To utilize layer caching in Cloud Build’s clean VM environment, Kaniko was initially introduced to generate and store cache inside the container image. However, Kaniko loads filesystem snapshots into memory to calculate differences. In an environment with 2.5 GB of node_modules, it exceeded the 8 GB memory limit of the E2_HIGHCPU_8 machine, resulting in an Exit 137 (OOM) error. Although the build eventually succeeded using memory-reduction flags like –compressed-caching=false and –snapshot-mode=redo, the process took 9 minutes 12.8 seconds due to snapshot overhead. This led to the decision to migrate to Docker Buildx.


4. Introducing Docker Buildx and Registry Cache (Phase 3)

The final solution involved adopting the docker-container driver of docker buildx and the type=registry cache, utilizing Artifact Registry as the cache storage. Specifying mode=max ensures all build layers, including intermediate layers, are cached.

# cloudbuild.yaml snippet
steps:
  - name: 'gcr.io/cloud-builders/docker'
    entrypoint: 'bash'
    args:
      - '-c'
      - |
        docker buildx create --use --driver docker-container
        ACCESS_TOKEN=$(gcloud auth print-access-token)
        docker login -u oauth2accesstoken -p $$ACCESS_TOKEN https://asia-northeast1-docker.pkg.dev
        docker buildx build \
          --cache-from=type=registry,ref=asia-northeast1-docker.pkg.dev/$PROJECT_ID/cache/app:latest \
          --cache-to=type=registry,ref=asia-northeast1-docker.pkg.dev/$PROJECT_ID/cache/app:latest,mode=max \
          --push \
          -t asia-northeast1-docker.pkg.dev/$PROJECT_ID/repo/app:$COMMIT_SHA .

Implementation requires the docker-container driver to explicitly handle credentials, as it does not automatically inherit host credential helpers. A temporary access token is retrieved from the Google Cloud metadata server to perform a docker login inside the container. Bash variables within the Cloud Build YAML must be escaped with double dollar signs ($$ACCESS_TOKEN) to avoid conflicts with substitution parameters.


5. Implementation Results and Performance Verification

The transition of build times across the optimization phases is summarized below:

Build ConfigurationTotal Build TimeStatus
Initial State (Standard Docker Build)12 min 7.2 secSuccess (No cache)
Kaniko (Initial Attempt)N/AFailure (Exit 137 - OOM)
Kaniko (Memory-reduction flags applied)9 min 12.8 secSuccess
Buildx (First run - Cache generation)6 min 41.5 secSuccess
Buildx (Subsequent runs - Cache hit)4 min 23.5 secSuccess (approx. -64% vs. initial)

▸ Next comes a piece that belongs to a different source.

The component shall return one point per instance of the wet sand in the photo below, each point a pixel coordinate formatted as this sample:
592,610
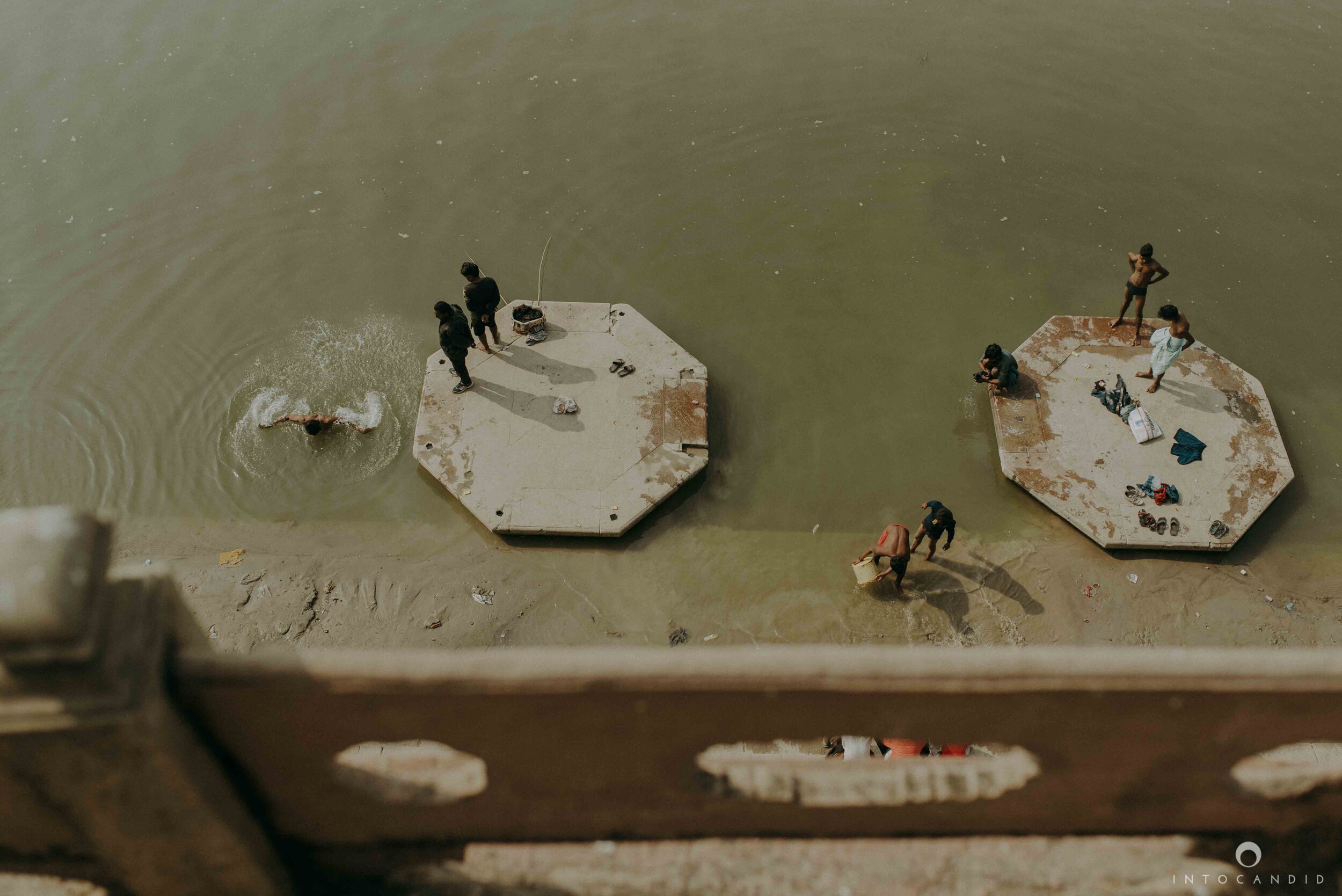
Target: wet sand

The combination of Buildx and registry cache reduced the build time by approximately 8 minutes. Even when packages are modified, only the dependency installation layer is invalidated, preventing the massive delays associated with full filesystem snapshot processing.


Lessons Learned

  • Strict Management of Build Context: Errors in .dockerignore lead to unnecessary gigabyte-scale data transfers, severely degrading CI/CD performance.
  • Selection of Cache Engine: In ephemeral build environments, layer-based registry caching with BuildKit (Buildx) is superior to snapshot-based tools in terms of memory efficiency and execution speed.
  • Future Work: Further speedups will be explored by implementing mechanisms to persist .next/cache between builds and enabling Next.js Incremental Compilation.